A Question is given followed by two Statements I and II. Consider the Questions and the Statements. A certain amount was distributed among X, Y and Z. Question : Who received the least amount? Statement-I : X received 4/5 of what Y and Z together received. Statement-II: Y received 2/7 of what X and Z together received. Which one of the following is correct in respect of the above Question and the Statements?

1. A. The Question can be answered by using one of the Statements alone, but cannot be answered using the other Statement alone
2. B. The Question can be answered by using either Statement alone
3. C. The Question can be answered by using both the Statements together, but cannot be answered using either Statement alone
4. D. The Question cannot be answered even by using both the Statements together

Answer: C

Explanation

Let the total amount distributed be T = X + Y + Z.

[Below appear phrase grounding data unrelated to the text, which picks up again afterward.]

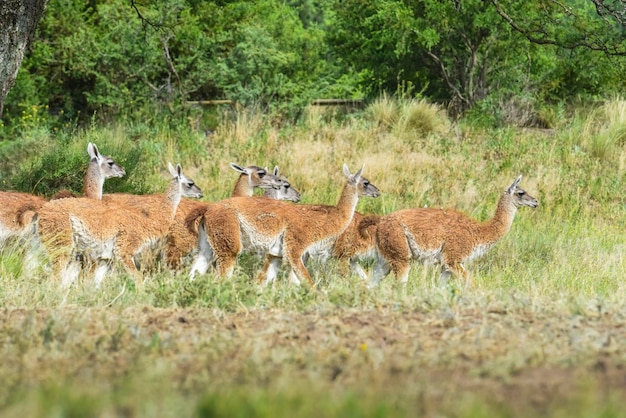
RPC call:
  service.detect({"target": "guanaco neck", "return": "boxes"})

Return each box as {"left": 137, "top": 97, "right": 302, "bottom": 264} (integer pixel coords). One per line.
{"left": 231, "top": 174, "right": 254, "bottom": 197}
{"left": 334, "top": 181, "right": 360, "bottom": 231}
{"left": 479, "top": 192, "right": 518, "bottom": 244}
{"left": 82, "top": 159, "right": 105, "bottom": 199}
{"left": 165, "top": 179, "right": 183, "bottom": 221}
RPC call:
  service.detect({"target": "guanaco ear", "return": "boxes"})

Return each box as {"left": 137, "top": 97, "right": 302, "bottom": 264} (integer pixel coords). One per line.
{"left": 355, "top": 164, "right": 364, "bottom": 179}
{"left": 343, "top": 164, "right": 351, "bottom": 178}
{"left": 87, "top": 142, "right": 100, "bottom": 161}
{"left": 273, "top": 166, "right": 279, "bottom": 176}
{"left": 343, "top": 164, "right": 364, "bottom": 182}
{"left": 168, "top": 162, "right": 178, "bottom": 178}
{"left": 507, "top": 175, "right": 522, "bottom": 194}
{"left": 229, "top": 163, "right": 248, "bottom": 175}
{"left": 177, "top": 164, "right": 183, "bottom": 178}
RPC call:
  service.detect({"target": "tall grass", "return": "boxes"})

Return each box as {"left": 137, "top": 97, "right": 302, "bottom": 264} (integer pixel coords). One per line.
{"left": 2, "top": 97, "right": 626, "bottom": 416}
{"left": 3, "top": 96, "right": 626, "bottom": 301}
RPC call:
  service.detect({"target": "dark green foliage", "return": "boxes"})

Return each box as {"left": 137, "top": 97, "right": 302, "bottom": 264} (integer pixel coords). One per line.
{"left": 1, "top": 0, "right": 625, "bottom": 130}
{"left": 3, "top": 0, "right": 341, "bottom": 128}
{"left": 327, "top": 0, "right": 626, "bottom": 116}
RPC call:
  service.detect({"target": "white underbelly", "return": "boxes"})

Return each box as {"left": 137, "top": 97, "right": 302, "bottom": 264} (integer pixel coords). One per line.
{"left": 465, "top": 243, "right": 493, "bottom": 263}
{"left": 306, "top": 236, "right": 336, "bottom": 261}
{"left": 238, "top": 215, "right": 282, "bottom": 253}
{"left": 404, "top": 228, "right": 443, "bottom": 265}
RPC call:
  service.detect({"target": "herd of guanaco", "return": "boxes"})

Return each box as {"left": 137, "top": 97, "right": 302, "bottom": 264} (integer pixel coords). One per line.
{"left": 0, "top": 142, "right": 538, "bottom": 289}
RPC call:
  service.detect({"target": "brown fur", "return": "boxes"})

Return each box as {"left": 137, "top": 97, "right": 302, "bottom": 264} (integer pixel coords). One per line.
{"left": 255, "top": 211, "right": 381, "bottom": 282}
{"left": 0, "top": 192, "right": 47, "bottom": 239}
{"left": 331, "top": 212, "right": 381, "bottom": 277}
{"left": 188, "top": 165, "right": 380, "bottom": 287}
{"left": 371, "top": 176, "right": 538, "bottom": 287}
{"left": 37, "top": 164, "right": 200, "bottom": 285}
{"left": 50, "top": 190, "right": 79, "bottom": 200}
{"left": 164, "top": 164, "right": 286, "bottom": 269}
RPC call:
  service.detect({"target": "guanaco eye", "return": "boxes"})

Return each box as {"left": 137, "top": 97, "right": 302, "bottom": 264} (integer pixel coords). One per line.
{"left": 188, "top": 181, "right": 195, "bottom": 187}
{"left": 284, "top": 184, "right": 290, "bottom": 189}
{"left": 363, "top": 181, "right": 370, "bottom": 186}
{"left": 258, "top": 171, "right": 266, "bottom": 178}
{"left": 107, "top": 161, "right": 114, "bottom": 167}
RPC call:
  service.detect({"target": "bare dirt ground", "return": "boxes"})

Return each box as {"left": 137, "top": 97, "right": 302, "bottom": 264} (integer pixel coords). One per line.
{"left": 2, "top": 305, "right": 626, "bottom": 415}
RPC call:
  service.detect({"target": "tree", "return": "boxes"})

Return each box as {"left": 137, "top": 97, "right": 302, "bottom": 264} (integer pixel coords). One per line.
{"left": 328, "top": 0, "right": 626, "bottom": 115}
{"left": 0, "top": 0, "right": 48, "bottom": 117}
{"left": 4, "top": 0, "right": 336, "bottom": 124}
{"left": 328, "top": 0, "right": 522, "bottom": 114}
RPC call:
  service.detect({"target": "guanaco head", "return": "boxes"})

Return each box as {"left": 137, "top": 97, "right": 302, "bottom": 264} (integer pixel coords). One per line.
{"left": 506, "top": 175, "right": 538, "bottom": 208}
{"left": 168, "top": 163, "right": 203, "bottom": 199}
{"left": 264, "top": 166, "right": 301, "bottom": 203}
{"left": 229, "top": 163, "right": 283, "bottom": 191}
{"left": 343, "top": 164, "right": 381, "bottom": 198}
{"left": 87, "top": 142, "right": 126, "bottom": 179}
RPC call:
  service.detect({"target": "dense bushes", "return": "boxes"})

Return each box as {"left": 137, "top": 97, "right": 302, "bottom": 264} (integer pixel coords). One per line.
{"left": 1, "top": 0, "right": 624, "bottom": 134}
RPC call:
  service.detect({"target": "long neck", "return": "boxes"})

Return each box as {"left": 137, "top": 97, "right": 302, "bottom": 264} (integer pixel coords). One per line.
{"left": 335, "top": 181, "right": 360, "bottom": 231}
{"left": 165, "top": 180, "right": 183, "bottom": 221}
{"left": 479, "top": 192, "right": 518, "bottom": 244}
{"left": 82, "top": 160, "right": 105, "bottom": 199}
{"left": 231, "top": 174, "right": 253, "bottom": 197}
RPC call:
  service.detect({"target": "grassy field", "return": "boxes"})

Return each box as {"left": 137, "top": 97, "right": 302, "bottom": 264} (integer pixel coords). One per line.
{"left": 1, "top": 98, "right": 626, "bottom": 417}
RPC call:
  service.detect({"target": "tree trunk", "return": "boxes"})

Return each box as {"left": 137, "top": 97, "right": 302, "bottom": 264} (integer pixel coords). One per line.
{"left": 0, "top": 0, "right": 48, "bottom": 117}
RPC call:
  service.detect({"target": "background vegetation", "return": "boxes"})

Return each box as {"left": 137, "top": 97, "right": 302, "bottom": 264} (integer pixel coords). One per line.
{"left": 1, "top": 0, "right": 626, "bottom": 416}
{"left": 1, "top": 0, "right": 625, "bottom": 134}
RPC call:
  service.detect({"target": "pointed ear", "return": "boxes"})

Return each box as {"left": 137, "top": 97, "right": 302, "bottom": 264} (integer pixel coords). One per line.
{"left": 507, "top": 175, "right": 522, "bottom": 194}
{"left": 229, "top": 163, "right": 247, "bottom": 175}
{"left": 87, "top": 142, "right": 99, "bottom": 160}
{"left": 168, "top": 162, "right": 177, "bottom": 178}
{"left": 355, "top": 164, "right": 364, "bottom": 179}
{"left": 177, "top": 164, "right": 183, "bottom": 178}
{"left": 343, "top": 164, "right": 351, "bottom": 178}
{"left": 273, "top": 166, "right": 279, "bottom": 176}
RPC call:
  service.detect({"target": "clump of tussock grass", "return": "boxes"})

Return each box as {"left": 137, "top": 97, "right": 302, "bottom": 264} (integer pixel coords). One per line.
{"left": 365, "top": 93, "right": 400, "bottom": 130}
{"left": 393, "top": 98, "right": 451, "bottom": 140}
{"left": 577, "top": 98, "right": 626, "bottom": 162}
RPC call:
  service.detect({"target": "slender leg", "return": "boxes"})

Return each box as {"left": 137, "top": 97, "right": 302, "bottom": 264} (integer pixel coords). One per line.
{"left": 257, "top": 234, "right": 285, "bottom": 284}
{"left": 259, "top": 254, "right": 282, "bottom": 285}
{"left": 441, "top": 263, "right": 473, "bottom": 287}
{"left": 369, "top": 254, "right": 391, "bottom": 288}
{"left": 439, "top": 267, "right": 452, "bottom": 288}
{"left": 349, "top": 258, "right": 369, "bottom": 281}
{"left": 189, "top": 225, "right": 214, "bottom": 281}
{"left": 392, "top": 261, "right": 411, "bottom": 284}
{"left": 288, "top": 268, "right": 301, "bottom": 285}
{"left": 60, "top": 257, "right": 81, "bottom": 289}
{"left": 121, "top": 254, "right": 143, "bottom": 283}
{"left": 284, "top": 244, "right": 314, "bottom": 287}
{"left": 205, "top": 216, "right": 240, "bottom": 279}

**Statement I: X received 4/5 of what Y and Z together received.**
X = (4/5)(Y + Z)
Since Y + Z = T – X, we have X = (4/5)(T – X)
5X = 4T – 4X => 9X = 4T => X = 4T/9.
This statement tells us X’s share relative to the total, but we cannot compare X, Y, and Z individually. So, Statement I alone is insufficient.

**Statement II: Y received 2/7 of what X and Z together received.**
Y = (2/7)(X + Z)
Since X + Z = T – Y, we have Y = (2/7)(T – Y)
7Y = 2T – 2Y => 9Y = 2T => Y = 2T/9.
This statement tells us Y’s share relative to the total, but we cannot compare X, Y, and Z individually. So, Statement II alone is insufficient.

**Combining Statement I and Statement II:**
From Statement I, X = 4T/9.
From Statement II, Y = 2T/9.
Since X + Y + Z = T, we can find Z:
(4T/9) + (2T/9) + Z = T
6T/9 + Z = T
2T/3 + Z = T
Z = T – 2T/3 = T/3 = 3T/9.

Now we have the shares:
X = 4T/9
Y = 2T/9
Z = 3T/9
Comparing these values, Y (2T/9) received the least amount. Thus, both statements together are sufficient to answer the question. This question tests data sufficiency and algebraic reasoning with ratios.